Levi Marion’s faded blue eyes floated over dark semicircles. “Tell us about the lifetime thing.”
“You sell to the commission. They convey the land to the government, which leases it back for your lifetime, which one would hope is long. Then the government assumes full title.”
“Just me, or both of us?”
Horace l
ooked through his papers. “It’s deeded jointly, so yes, both of you.”
“So if I died, she could stay on?”
“Until her death, yes, sir.”
“We could farm like always?”
Horace pushed a strand of hair off his forehead. “With restrictions, of course.”
“Could we keep our summer pasture on the balds?”
“No, sir, that is one of the restrictions, I’m afraid.”
The clock struck the quarter hour as Levi Marion scowled at Horace. “Then we might as well go out of the cattle business. Keeping them year-round down here, we wouldn’t have room to grow nothing.”
Manson and Thomas had penned their dogs, mostly Plotts but also a few Walkers and black-and-tans, for the meeting’s duration. They did not bark at familiar company, but they suddenly started to raise hell. Thomas glanced outside but saw no reason for their excitement.
Valerie rubbed the corner of her eye. “What if we get too old to work?”
“Your children could farm until you both pass. Then they would have to leave. Immediately.”

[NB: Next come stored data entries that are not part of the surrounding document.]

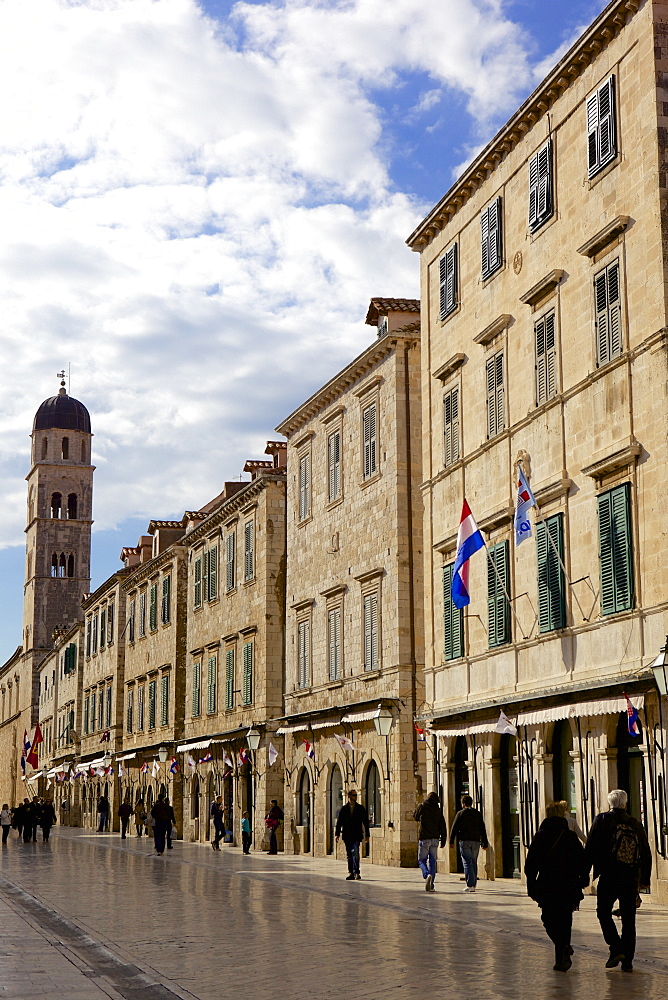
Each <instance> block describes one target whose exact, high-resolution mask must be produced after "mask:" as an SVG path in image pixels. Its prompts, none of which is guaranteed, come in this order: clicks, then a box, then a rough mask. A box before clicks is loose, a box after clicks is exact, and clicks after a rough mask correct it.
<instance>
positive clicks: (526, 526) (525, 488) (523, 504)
mask: <svg viewBox="0 0 668 1000" xmlns="http://www.w3.org/2000/svg"><path fill="white" fill-rule="evenodd" d="M517 477H518V478H517V499H516V500H515V545H519V544H520V543H521V542H523V541H524V539H525V538H531V521H530V520H529V510H530V509H531V508H532V507H535V506H536V500H535V498H534V495H533V493H532V492H531V487H530V486H529V484H528V483H527V481H526V477H525V475H524V473H523V472H522V466H521V465H520V466H518V468H517Z"/></svg>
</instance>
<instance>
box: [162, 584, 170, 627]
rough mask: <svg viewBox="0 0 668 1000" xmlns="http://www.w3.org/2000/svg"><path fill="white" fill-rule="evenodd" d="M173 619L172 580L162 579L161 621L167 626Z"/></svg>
mask: <svg viewBox="0 0 668 1000" xmlns="http://www.w3.org/2000/svg"><path fill="white" fill-rule="evenodd" d="M171 617H172V578H171V576H163V578H162V604H161V606H160V621H161V622H162V624H163V625H167V624H168V623H169V621H170V620H171Z"/></svg>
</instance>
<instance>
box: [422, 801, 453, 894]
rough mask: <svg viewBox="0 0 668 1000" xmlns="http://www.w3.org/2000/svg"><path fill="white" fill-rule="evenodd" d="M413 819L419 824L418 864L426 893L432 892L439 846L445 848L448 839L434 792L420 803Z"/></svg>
mask: <svg viewBox="0 0 668 1000" xmlns="http://www.w3.org/2000/svg"><path fill="white" fill-rule="evenodd" d="M413 819H416V820H417V821H418V823H419V824H420V825H419V827H418V864H419V866H420V870H421V872H422V878H423V879H424V880H425V882H424V887H425V889H426V890H427V892H433V891H434V882H435V881H436V856H437V854H438V848H439V845H440V846H441V847H445V845H446V842H447V839H448V828H447V826H446V825H445V816H444V815H443V810H442V809H441V803H440V799H439V797H438V795H437V794H436V792H430V793H429V795H428V796H427V798H426V799H425V800H424V802H421V803H420V805H419V806H418V807H417V809H416V810H415V812H414V813H413Z"/></svg>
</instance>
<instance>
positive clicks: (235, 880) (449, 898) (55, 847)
mask: <svg viewBox="0 0 668 1000" xmlns="http://www.w3.org/2000/svg"><path fill="white" fill-rule="evenodd" d="M0 864H1V867H0V907H1V914H2V923H3V931H4V933H3V939H2V944H1V945H0V955H1V956H2V963H1V968H2V976H1V977H0V994H1V995H2V996H7V997H26V998H27V997H38V996H51V997H54V996H57V995H58V994H60V993H65V994H67V995H68V997H70V998H75V1000H79V998H81V1000H95V998H97V997H104V996H109V997H114V998H116V997H127V998H135V1000H159V998H160V1000H162V998H165V1000H166V998H169V997H182V998H183V997H196V998H198V1000H221V998H223V1000H225V998H228V997H229V998H234V1000H238V998H240V997H241V998H244V1000H256V998H262V997H269V996H285V997H298V998H300V1000H311V998H313V1000H316V998H325V997H334V996H339V995H340V996H345V997H346V998H349V1000H357V998H362V997H364V998H370V1000H376V998H378V1000H380V998H387V997H416V998H417V997H419V998H421V1000H429V998H431V997H446V998H449V997H453V998H454V997H461V996H469V997H471V998H475V1000H488V998H490V1000H491V998H499V997H503V998H506V997H507V998H509V1000H510V998H517V997H522V998H524V997H526V998H534V997H540V998H552V997H554V998H555V1000H556V998H557V997H559V998H561V1000H563V998H585V997H588V998H596V1000H605V998H617V997H619V998H622V997H624V998H629V997H631V998H633V997H638V998H640V997H643V998H648V1000H660V998H664V997H668V975H667V973H668V961H667V960H666V952H665V941H666V934H667V932H668V911H667V910H665V909H659V908H656V907H652V906H651V905H650V904H648V903H647V902H645V903H643V907H642V909H641V911H640V914H639V917H638V932H639V936H638V955H637V960H636V970H635V972H634V973H633V975H632V976H629V975H624V974H622V973H621V972H620V971H619V970H614V971H609V972H606V971H605V970H604V968H603V965H604V962H605V958H606V949H605V946H604V944H603V942H602V939H601V938H600V934H599V932H598V927H597V923H596V919H595V913H594V905H595V900H594V899H593V898H591V897H588V898H587V899H586V900H585V902H584V904H583V906H582V909H581V911H580V913H578V914H576V917H575V930H574V937H573V942H574V946H575V949H576V953H575V957H574V965H573V969H572V971H571V972H569V973H568V974H567V975H564V974H560V973H555V972H553V971H552V961H553V958H552V950H551V947H550V945H549V942H548V941H547V939H546V938H545V936H544V934H543V930H542V925H541V924H540V921H539V916H538V910H537V908H536V907H535V905H534V904H533V903H532V902H531V901H530V900H528V899H527V898H526V896H525V895H523V887H521V886H519V885H517V884H514V883H509V882H501V881H498V882H495V883H488V882H482V883H480V891H479V892H478V893H477V894H475V895H474V896H471V895H466V894H463V893H462V891H461V883H460V882H459V880H458V879H457V878H456V877H454V876H445V877H443V878H441V879H440V880H439V882H438V883H437V892H436V893H434V894H427V893H425V892H424V891H422V880H421V879H420V877H419V873H418V872H417V871H409V870H405V869H403V870H402V869H393V868H381V867H378V866H373V867H372V866H368V865H367V866H366V867H365V868H363V881H362V882H359V883H348V882H346V881H345V874H346V872H345V866H344V865H343V864H342V863H341V862H335V861H330V860H319V859H318V860H315V859H311V858H295V857H284V856H282V855H279V856H278V857H274V858H270V857H267V856H266V855H262V854H252V855H251V856H250V857H244V856H243V855H242V854H241V851H240V850H238V849H235V848H230V847H227V846H226V847H225V849H224V850H223V851H221V853H220V854H214V853H213V852H212V851H211V850H210V849H209V850H208V851H207V850H206V848H205V847H202V846H200V845H196V844H183V843H181V842H177V843H176V846H175V849H174V851H172V852H170V853H169V854H166V855H165V856H164V857H161V858H159V857H156V856H155V855H153V854H152V853H151V851H150V847H149V841H148V839H144V840H141V841H139V840H138V839H136V838H129V839H128V840H126V841H122V840H120V838H119V837H118V835H117V834H115V835H114V834H111V835H95V834H92V833H90V832H88V831H80V830H69V829H59V830H56V831H54V835H53V837H52V840H51V842H50V843H49V844H42V843H41V842H39V843H37V844H27V845H24V844H23V843H21V842H19V841H17V839H16V837H15V835H14V834H13V833H12V839H11V841H10V843H9V845H7V847H5V848H3V851H2V861H1V863H0Z"/></svg>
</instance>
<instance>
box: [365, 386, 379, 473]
mask: <svg viewBox="0 0 668 1000" xmlns="http://www.w3.org/2000/svg"><path fill="white" fill-rule="evenodd" d="M362 437H363V445H364V469H363V473H364V478H365V479H369V477H370V476H373V475H375V474H376V469H377V468H378V457H377V430H376V404H375V403H372V404H371V406H367V407H366V409H365V410H364V411H363V412H362Z"/></svg>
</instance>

Thomas, still worried about the dogs, went to the window. He saw nothing out of the ordinary but decided to walk outside. On the porch he found muddy boot prints he was pretty sure had not been made by anyone inside. Whoever this was had walked from the woodlot and slouched briefly on the edge of the porch, perhaps to spy.
Thomas looked around. The dogs had not stopped barking but were less urgent. He surveyed this side of the property and saw nothing strange except the boot prints. In the yard he realized who had made them and why the dogs were upset.
“McPeters,” he muttered.
The center of the left heel print sported an X, a mark that Willie McPeters had worn since a youth. No one knew if such decoration was meant to ward off bad luck, or whether, as some said, the devil himself had studded that boot with crossed nails.
“Where’d he go?” Thomas asked the hounds, by this time quiet enough but still with raised hackles. That the tracks went close to the dog pen meant McPeters had been unafraid of them. “Wonder if he was carrying that rifle gun,” Thomas said.